Poppy Seed Cake
5th day of Advent
- 200g butter
- 60g powdered sugar
- 13g vanilla sugar
- 2g salt
- + lemon zest from half a lemon
- 160g egg yolks (8)
- 240g egg whites (8)
- 160g granulated sugar
- 250g ground grey poppy seed
- 160g almond meal
- Mix butter with powdered sugar, vanilla sugar, lemon zest and salt until creamy.
- Mix in the egg yolks, one after the other.
- Separately, beat the egg whites with sugar until it stiffens and forms peaks.
- Finally, mix both sets of ingredients together and then carefully blend in the grounded poppyseed and almond meal.
- Fill a muffin tin or a springform pan (diameter 27 cm x 6cm) with the blended mixture.
- Bake the poppy seed mixture at 180C°.
- Baking time for the muffins: 17-20 minutes
- Baking time for the cake: 45-50 minutes
After letting the muffins cool, brush the muffins with hot currant marmalade and a sugar glaze.

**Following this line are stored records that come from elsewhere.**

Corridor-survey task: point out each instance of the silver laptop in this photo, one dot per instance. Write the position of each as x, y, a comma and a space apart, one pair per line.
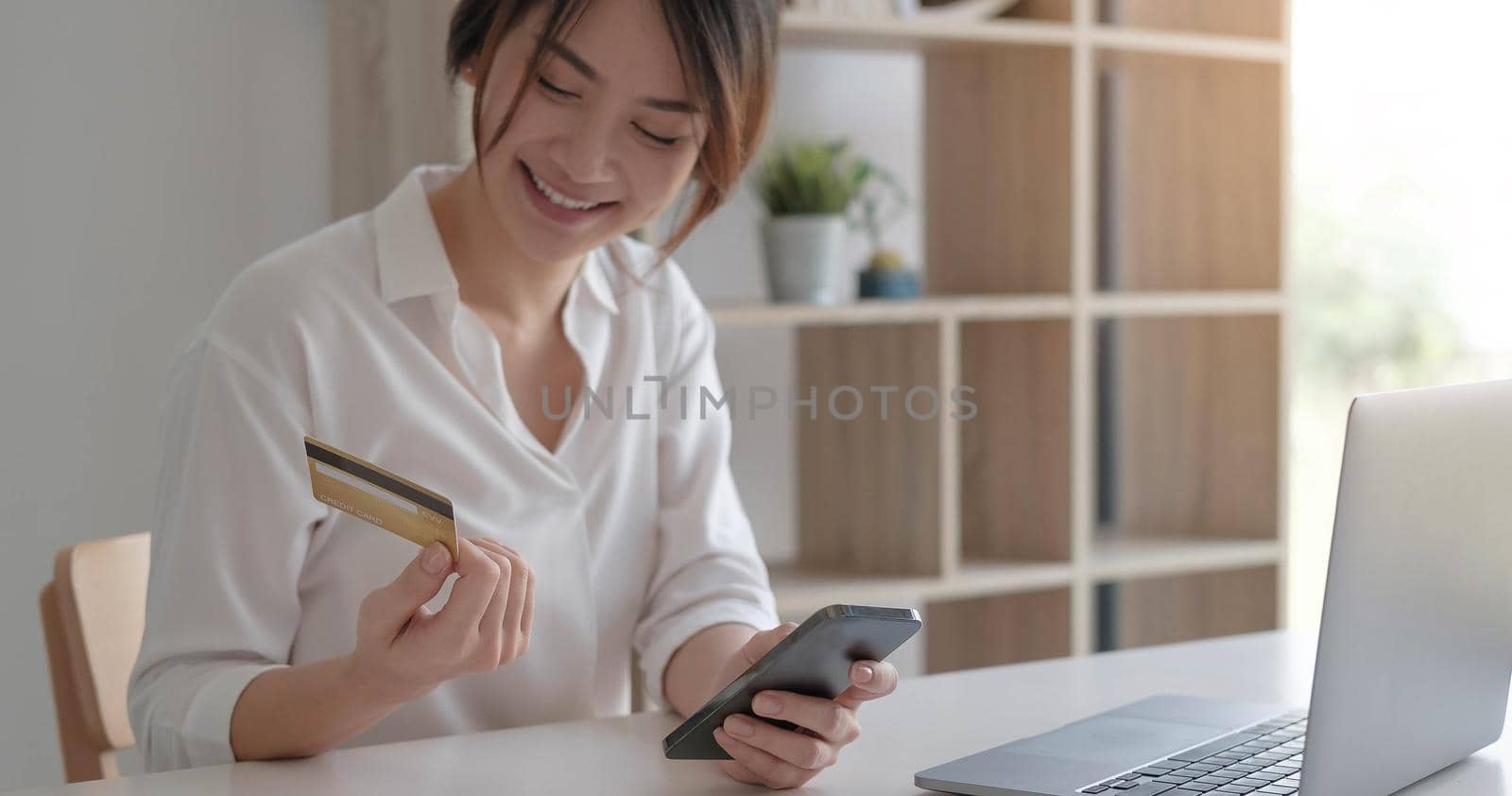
1414, 652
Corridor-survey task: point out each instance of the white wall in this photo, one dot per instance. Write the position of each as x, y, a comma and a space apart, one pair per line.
148, 150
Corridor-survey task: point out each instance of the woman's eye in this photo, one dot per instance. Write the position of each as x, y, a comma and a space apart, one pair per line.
552, 88
660, 141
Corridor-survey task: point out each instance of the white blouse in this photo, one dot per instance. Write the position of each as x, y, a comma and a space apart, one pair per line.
355, 337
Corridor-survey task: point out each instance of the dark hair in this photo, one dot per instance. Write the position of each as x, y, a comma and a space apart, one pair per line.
728, 52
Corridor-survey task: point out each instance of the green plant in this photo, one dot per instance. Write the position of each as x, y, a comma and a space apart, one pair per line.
816, 178
813, 178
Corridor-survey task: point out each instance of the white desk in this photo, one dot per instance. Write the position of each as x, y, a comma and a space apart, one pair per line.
929, 720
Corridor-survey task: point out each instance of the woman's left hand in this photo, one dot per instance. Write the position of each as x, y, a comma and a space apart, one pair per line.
786, 758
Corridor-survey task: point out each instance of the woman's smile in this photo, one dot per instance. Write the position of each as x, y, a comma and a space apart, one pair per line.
558, 206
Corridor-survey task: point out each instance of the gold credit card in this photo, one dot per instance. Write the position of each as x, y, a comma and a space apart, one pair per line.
375, 495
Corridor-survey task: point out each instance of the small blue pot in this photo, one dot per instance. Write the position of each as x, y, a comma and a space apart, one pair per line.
888, 284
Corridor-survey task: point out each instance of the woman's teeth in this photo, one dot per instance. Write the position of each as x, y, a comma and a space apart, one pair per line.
557, 199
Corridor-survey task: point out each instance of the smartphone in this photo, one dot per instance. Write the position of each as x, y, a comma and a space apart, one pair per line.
813, 660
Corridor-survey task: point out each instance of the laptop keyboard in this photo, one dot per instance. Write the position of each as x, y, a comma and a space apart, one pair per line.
1264, 758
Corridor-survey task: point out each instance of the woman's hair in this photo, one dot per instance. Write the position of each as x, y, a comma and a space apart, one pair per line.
728, 50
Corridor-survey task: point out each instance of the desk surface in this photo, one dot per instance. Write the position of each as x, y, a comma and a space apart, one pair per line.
927, 722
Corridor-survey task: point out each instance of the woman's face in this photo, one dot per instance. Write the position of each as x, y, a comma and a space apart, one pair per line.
601, 143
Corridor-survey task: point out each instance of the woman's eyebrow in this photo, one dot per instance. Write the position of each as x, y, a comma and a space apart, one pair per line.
575, 61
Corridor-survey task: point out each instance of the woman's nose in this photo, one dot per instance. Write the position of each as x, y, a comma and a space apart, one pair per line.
584, 153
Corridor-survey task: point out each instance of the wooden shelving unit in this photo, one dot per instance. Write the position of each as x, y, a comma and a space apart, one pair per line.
1104, 256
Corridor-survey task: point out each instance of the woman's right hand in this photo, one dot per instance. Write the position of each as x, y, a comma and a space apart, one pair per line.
405, 649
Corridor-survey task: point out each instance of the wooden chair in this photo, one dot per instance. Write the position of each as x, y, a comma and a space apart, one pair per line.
93, 616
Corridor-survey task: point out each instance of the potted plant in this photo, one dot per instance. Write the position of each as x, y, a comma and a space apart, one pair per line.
886, 274
808, 189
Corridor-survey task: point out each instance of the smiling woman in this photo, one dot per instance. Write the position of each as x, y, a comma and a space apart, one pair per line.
422, 337
695, 90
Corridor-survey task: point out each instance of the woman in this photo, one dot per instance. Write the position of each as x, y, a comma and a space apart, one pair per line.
425, 337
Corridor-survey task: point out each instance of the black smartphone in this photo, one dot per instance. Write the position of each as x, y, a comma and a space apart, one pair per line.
813, 660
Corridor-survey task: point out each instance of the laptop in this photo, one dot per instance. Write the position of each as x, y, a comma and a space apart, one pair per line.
1414, 651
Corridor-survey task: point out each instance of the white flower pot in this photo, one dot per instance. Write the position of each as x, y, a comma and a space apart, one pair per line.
805, 257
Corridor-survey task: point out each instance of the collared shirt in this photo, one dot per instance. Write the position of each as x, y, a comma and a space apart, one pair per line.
355, 337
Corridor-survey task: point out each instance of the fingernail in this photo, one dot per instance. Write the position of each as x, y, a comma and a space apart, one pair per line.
767, 705
435, 559
738, 727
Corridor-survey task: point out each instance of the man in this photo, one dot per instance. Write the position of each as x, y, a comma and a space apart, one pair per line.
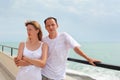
59, 44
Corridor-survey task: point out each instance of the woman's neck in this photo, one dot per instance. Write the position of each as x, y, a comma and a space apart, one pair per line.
33, 41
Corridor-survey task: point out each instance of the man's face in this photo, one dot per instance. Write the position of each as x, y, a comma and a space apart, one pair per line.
51, 26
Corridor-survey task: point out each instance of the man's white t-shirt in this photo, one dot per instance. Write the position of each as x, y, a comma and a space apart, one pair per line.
57, 55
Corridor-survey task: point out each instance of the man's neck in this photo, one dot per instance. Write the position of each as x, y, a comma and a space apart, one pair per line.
52, 36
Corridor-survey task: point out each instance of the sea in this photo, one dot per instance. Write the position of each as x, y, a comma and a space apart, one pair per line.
106, 52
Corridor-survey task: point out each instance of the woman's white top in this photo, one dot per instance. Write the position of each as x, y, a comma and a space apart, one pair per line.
30, 72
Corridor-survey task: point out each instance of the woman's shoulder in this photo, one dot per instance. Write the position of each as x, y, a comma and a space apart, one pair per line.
64, 34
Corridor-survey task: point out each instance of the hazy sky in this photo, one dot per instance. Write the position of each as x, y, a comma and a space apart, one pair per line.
85, 20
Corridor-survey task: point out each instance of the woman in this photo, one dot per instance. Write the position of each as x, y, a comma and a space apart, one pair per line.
33, 52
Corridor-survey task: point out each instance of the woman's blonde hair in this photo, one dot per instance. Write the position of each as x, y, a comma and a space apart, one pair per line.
37, 27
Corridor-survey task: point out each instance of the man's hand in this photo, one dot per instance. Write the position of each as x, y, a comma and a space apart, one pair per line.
21, 62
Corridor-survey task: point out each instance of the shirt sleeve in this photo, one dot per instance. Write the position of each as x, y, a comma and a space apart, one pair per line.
71, 43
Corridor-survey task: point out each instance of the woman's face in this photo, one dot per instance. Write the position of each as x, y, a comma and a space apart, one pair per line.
31, 31
51, 26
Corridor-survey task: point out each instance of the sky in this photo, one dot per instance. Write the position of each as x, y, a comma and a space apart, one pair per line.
84, 20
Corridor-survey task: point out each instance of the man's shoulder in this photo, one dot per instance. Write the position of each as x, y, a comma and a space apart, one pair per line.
65, 34
44, 38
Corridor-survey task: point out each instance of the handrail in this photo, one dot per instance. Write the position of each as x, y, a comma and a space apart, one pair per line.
109, 66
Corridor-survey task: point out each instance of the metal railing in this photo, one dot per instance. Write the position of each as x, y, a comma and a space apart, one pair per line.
11, 49
108, 66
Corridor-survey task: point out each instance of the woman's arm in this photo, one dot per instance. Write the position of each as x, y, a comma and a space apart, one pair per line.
21, 62
20, 51
42, 61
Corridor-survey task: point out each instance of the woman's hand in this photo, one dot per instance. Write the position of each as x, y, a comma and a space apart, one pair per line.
93, 61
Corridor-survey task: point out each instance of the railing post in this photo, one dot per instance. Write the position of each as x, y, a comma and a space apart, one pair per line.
11, 51
2, 48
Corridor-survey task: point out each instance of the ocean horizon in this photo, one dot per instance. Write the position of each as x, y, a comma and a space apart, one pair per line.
106, 52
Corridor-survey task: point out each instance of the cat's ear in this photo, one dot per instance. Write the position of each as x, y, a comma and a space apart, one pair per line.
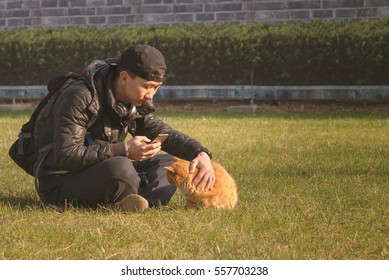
169, 168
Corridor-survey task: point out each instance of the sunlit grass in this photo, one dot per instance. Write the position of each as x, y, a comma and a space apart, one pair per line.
312, 185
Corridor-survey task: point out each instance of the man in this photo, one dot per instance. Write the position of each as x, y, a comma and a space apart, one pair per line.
91, 163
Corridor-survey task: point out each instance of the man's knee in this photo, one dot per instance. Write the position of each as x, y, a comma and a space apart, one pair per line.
124, 178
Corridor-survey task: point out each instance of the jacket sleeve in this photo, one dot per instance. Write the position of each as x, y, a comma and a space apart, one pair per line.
71, 119
177, 144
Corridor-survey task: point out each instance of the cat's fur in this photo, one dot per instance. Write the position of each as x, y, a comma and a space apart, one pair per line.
223, 195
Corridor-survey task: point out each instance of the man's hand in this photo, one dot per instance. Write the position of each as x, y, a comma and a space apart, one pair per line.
138, 149
206, 175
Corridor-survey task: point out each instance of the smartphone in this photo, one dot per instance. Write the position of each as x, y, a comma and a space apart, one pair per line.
160, 138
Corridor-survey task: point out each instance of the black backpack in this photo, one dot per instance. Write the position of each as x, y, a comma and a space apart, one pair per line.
24, 151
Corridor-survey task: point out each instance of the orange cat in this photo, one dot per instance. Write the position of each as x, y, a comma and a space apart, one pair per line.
223, 194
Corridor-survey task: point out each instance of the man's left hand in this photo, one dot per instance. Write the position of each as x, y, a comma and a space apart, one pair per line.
205, 178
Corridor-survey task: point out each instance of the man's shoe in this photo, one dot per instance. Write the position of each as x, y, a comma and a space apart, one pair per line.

Chocolate glaze ingredients:
- 150g high quality dark chocolate (65% cocoa e.g. Maracaibo Clasificado)
- 130g granulated sugar
- 70g water
Chocolate glaze instructions:
- Heat the sugar in the water until it boils.
- Mix in the chocolate and using an immersion blender, mix everything until the glaze is shiny and it has achieved a homogeneous consistency.
- Let the chocolate glaze cool to c. 50°C and then use it to glaze the muffins.